Лев Гомолицкий - Сочинения русского периода. Проза. Литературная критика. Том 3
В Бхагават гите открывающееся человеку Божество (Вишну-Кришна) говорит: «Я - источник всего мира и место, куда он возвращается, растворяясь. На меня нанизаны все явления мира, как на нить нанизаны камни ожерелья. Я - вкус воды, блеск месяца и солнца, звук в воздухе и сила человека. Я - чистый запах земли, жар огня, жизнь всего земного. Я - семя всего населяющего землю, разум несущих разум, добро несущих начало добра. Я - любовь среди созданий» (VII)[327]. Бхагават гита - единственная в своем роде вдохновенная поэма, выражающая гармоническое ощущение мироздания, «осанна» человечества. Казалось бы, вся мистика религий страдающего Бога - терзаемого, распинаемого - должна быть противоположной этому представлению о Высшей материи как о целительном цементе, затекающем все трещинки и язвы мира. Но Дионис тоже оборотень, и в тайне божественного распятия заложен догмат той же осанны.

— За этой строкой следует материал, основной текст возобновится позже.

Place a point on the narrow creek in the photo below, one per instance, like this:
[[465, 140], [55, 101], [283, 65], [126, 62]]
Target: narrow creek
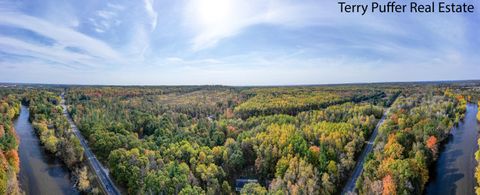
[[40, 172], [455, 167]]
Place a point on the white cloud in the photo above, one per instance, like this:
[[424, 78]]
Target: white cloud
[[214, 20], [151, 13], [64, 36]]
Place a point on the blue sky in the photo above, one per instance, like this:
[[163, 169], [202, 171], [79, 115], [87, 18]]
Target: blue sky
[[230, 42]]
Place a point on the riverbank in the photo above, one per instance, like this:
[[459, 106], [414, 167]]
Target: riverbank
[[40, 173], [454, 170]]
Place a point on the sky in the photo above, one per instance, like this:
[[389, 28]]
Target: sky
[[230, 42]]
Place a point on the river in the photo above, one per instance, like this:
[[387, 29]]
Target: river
[[454, 170], [40, 172]]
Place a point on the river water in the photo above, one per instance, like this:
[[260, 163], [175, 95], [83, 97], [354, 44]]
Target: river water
[[454, 170], [40, 172]]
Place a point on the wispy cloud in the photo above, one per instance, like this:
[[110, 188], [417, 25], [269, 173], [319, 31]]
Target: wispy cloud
[[229, 42]]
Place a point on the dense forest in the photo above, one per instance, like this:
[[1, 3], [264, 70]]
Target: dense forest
[[182, 140], [55, 134], [408, 142], [477, 157], [204, 139], [9, 160]]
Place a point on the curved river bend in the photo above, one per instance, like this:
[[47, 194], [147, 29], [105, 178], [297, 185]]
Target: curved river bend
[[40, 173], [455, 167]]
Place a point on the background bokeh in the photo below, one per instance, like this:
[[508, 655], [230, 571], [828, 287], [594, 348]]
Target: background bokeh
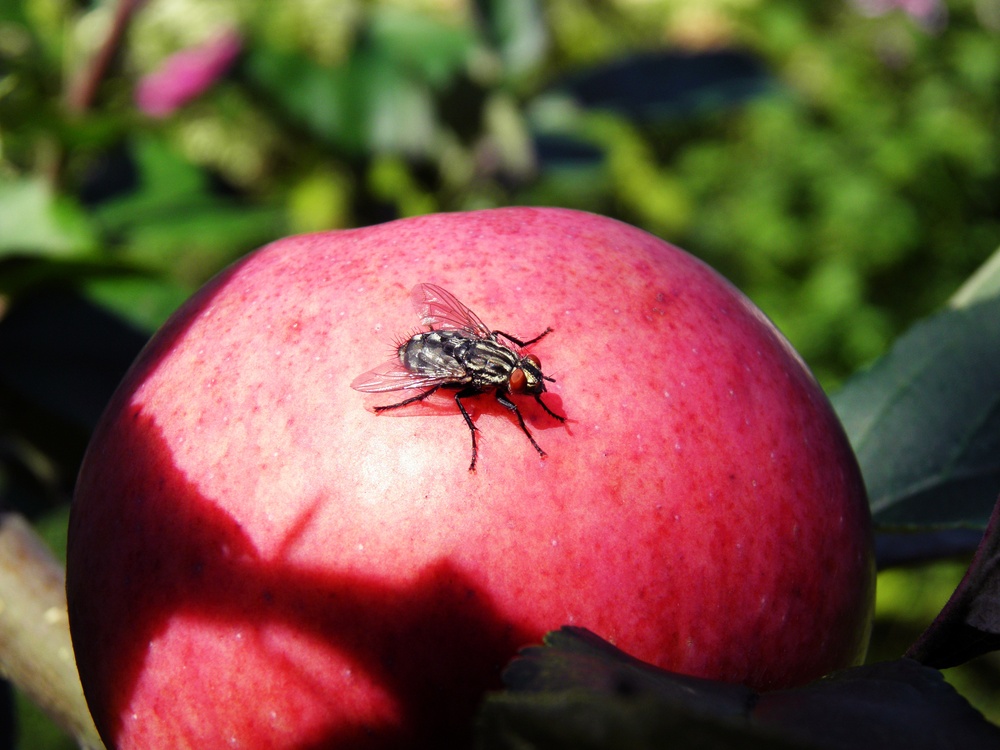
[[838, 160]]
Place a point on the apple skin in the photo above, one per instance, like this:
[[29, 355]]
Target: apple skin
[[256, 559]]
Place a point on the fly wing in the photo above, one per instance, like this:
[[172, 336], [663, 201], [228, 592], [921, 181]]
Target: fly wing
[[392, 376], [439, 308]]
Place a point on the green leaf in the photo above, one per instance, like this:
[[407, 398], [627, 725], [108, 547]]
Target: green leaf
[[969, 624], [925, 421], [577, 691], [34, 221], [435, 52], [367, 104], [983, 284]]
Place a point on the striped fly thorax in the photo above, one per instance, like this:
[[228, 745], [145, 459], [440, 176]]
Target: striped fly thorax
[[460, 352], [484, 363]]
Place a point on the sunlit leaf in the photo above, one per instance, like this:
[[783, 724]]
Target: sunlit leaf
[[925, 421], [34, 221]]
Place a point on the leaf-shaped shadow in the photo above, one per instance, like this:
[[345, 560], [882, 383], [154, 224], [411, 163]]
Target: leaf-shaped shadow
[[179, 554]]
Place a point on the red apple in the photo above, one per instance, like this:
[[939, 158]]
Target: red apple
[[258, 559]]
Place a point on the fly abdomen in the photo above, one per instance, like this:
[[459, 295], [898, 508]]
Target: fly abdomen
[[435, 352]]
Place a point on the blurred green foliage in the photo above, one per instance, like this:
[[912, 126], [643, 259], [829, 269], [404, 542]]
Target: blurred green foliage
[[847, 178]]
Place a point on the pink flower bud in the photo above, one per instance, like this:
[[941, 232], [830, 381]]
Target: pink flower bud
[[187, 74]]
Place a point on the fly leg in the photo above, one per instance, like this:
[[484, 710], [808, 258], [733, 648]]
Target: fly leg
[[520, 343], [508, 404], [421, 397], [538, 398], [468, 420]]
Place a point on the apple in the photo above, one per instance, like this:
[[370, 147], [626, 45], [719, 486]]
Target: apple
[[259, 559]]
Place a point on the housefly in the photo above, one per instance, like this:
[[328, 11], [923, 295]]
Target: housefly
[[459, 352]]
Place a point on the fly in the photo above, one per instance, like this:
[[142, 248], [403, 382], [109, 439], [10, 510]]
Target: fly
[[459, 352]]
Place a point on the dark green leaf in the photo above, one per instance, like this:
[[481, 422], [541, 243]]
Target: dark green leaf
[[969, 624], [925, 421], [579, 692], [670, 84]]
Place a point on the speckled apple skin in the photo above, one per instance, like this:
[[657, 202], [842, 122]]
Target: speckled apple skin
[[257, 559]]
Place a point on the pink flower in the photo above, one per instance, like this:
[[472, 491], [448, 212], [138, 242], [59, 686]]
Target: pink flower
[[927, 12], [187, 74]]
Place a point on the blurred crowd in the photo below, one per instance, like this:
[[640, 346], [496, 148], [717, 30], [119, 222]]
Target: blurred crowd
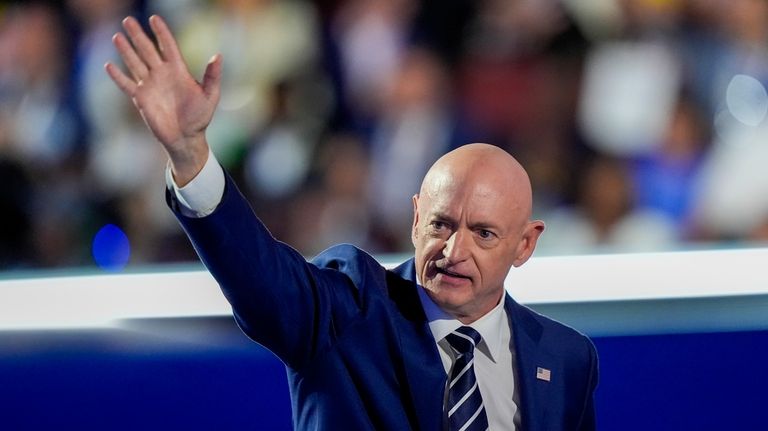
[[642, 123]]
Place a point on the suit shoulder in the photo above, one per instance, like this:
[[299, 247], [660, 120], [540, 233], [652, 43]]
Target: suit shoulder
[[352, 261], [558, 334]]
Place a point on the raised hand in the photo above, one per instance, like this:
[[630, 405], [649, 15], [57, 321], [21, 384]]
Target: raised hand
[[175, 107]]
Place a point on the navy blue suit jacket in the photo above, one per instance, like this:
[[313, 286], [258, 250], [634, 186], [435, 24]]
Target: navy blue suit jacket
[[354, 337]]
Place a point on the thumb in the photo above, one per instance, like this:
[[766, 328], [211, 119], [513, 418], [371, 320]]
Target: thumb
[[212, 78]]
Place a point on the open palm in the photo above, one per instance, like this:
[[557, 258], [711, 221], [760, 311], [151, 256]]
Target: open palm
[[175, 106]]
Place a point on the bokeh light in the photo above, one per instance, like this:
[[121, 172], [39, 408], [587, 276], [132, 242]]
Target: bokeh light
[[111, 248]]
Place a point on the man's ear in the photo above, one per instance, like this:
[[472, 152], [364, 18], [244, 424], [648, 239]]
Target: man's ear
[[415, 228], [531, 234]]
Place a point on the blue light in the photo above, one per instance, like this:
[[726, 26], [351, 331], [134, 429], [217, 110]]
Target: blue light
[[111, 248]]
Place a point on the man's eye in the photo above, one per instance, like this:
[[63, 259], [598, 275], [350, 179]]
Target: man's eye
[[485, 234], [438, 225]]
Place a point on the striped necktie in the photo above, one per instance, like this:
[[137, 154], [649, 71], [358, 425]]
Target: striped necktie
[[464, 403]]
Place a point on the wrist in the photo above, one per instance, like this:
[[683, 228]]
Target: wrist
[[188, 160]]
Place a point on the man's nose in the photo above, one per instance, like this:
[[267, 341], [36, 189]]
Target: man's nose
[[456, 249]]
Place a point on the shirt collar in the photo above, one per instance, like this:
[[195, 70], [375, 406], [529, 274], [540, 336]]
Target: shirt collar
[[489, 326]]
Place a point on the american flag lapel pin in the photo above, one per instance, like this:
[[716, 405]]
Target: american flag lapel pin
[[543, 374]]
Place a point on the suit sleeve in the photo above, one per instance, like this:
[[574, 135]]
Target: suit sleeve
[[278, 299]]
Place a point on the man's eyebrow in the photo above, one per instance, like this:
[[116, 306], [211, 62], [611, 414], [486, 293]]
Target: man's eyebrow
[[439, 215], [486, 225]]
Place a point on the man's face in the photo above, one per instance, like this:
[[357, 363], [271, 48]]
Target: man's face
[[467, 234]]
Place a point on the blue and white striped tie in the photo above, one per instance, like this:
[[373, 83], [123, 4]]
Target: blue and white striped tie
[[465, 404]]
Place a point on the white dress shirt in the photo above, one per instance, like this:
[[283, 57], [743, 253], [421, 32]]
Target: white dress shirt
[[494, 366]]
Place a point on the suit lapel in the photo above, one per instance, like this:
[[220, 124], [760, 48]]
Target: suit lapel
[[421, 360], [533, 386]]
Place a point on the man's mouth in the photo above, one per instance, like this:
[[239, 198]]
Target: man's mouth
[[450, 273]]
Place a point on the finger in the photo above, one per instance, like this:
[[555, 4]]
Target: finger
[[145, 48], [169, 48], [124, 83], [212, 78], [132, 61]]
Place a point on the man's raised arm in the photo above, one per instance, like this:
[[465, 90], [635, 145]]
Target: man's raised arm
[[175, 107]]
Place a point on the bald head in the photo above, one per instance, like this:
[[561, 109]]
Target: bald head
[[471, 224], [487, 166]]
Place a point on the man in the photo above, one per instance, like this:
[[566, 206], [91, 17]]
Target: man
[[433, 344]]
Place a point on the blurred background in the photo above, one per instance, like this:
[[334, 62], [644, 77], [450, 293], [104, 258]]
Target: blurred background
[[642, 123]]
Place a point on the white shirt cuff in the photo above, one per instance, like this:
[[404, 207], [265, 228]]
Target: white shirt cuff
[[202, 195]]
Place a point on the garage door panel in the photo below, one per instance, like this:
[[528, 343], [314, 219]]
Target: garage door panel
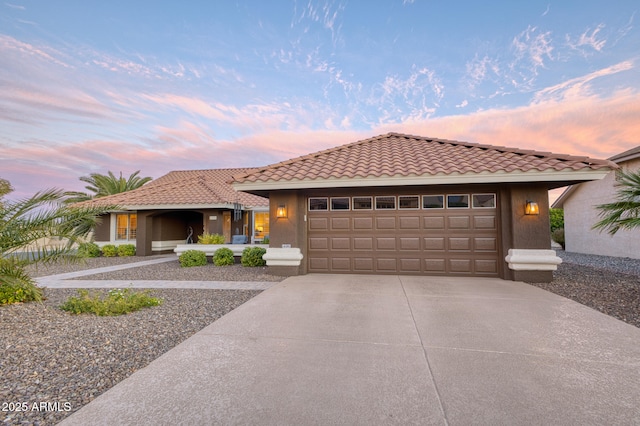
[[386, 222], [318, 223], [363, 223], [319, 243], [340, 224], [363, 243], [341, 243], [363, 264], [459, 222], [460, 244], [409, 222], [409, 243], [386, 243]]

«Бог, по природе своей неизменный и вечный, - пишет Плутарх, - подвергается по действию неотвратимого закона различным изменениям лица своего... Когда же изменяется, превращается в воздух, воду, землю, звезды, злаки, животных - мудрые называют это “расчленением”, “растерзанием”, бога же самого Дионисом Загреем, Темным... Гибели его, исчезновения, смерти и воскресения нарекают именами сокровенными и мифическими».
Личное - в ограниченной форме моего личного «я» - со-касание мирам иным, неограниченному и поглощающему все рассеянные в пороке существования «я» несет в себе тайну Единства и Расчленения - богосыновства. Богосыновство не может быть не личным - всегда вочеловечение, аватар - значит расщепление Единого и побуждение (одновременно) частного стать целым. Чем сильнее ощущение пантеистической гармоничности мира, тем труднее уже разобраться в отдельных его явлениях (кто отличит капли в реке или песчинки в пустыне!), тем сильнее смешение между «я» и каждым «не-я», возможнее перевоплощение, оборотничество.
Этот тайный кришнин догмат крепко, свято (сознание, что это и есть важнейшее) до наших времен сохранила народная память под видом веры в оборотничество. Оборотничество частый мотив песен, былин, сказок. О нем помнит и автор Слова. Здесь оборотни и вещий Баян, и Всеслав, и Ярославна (полечу зигзицею), и Игорь, в бегстве из плена обращающийся поочередно в горностая, гоголя, волка и сокола. Причем повсюду оборотни только люди - оборотничество свойство не Бога, но материи мира, в которой Божество проявляется.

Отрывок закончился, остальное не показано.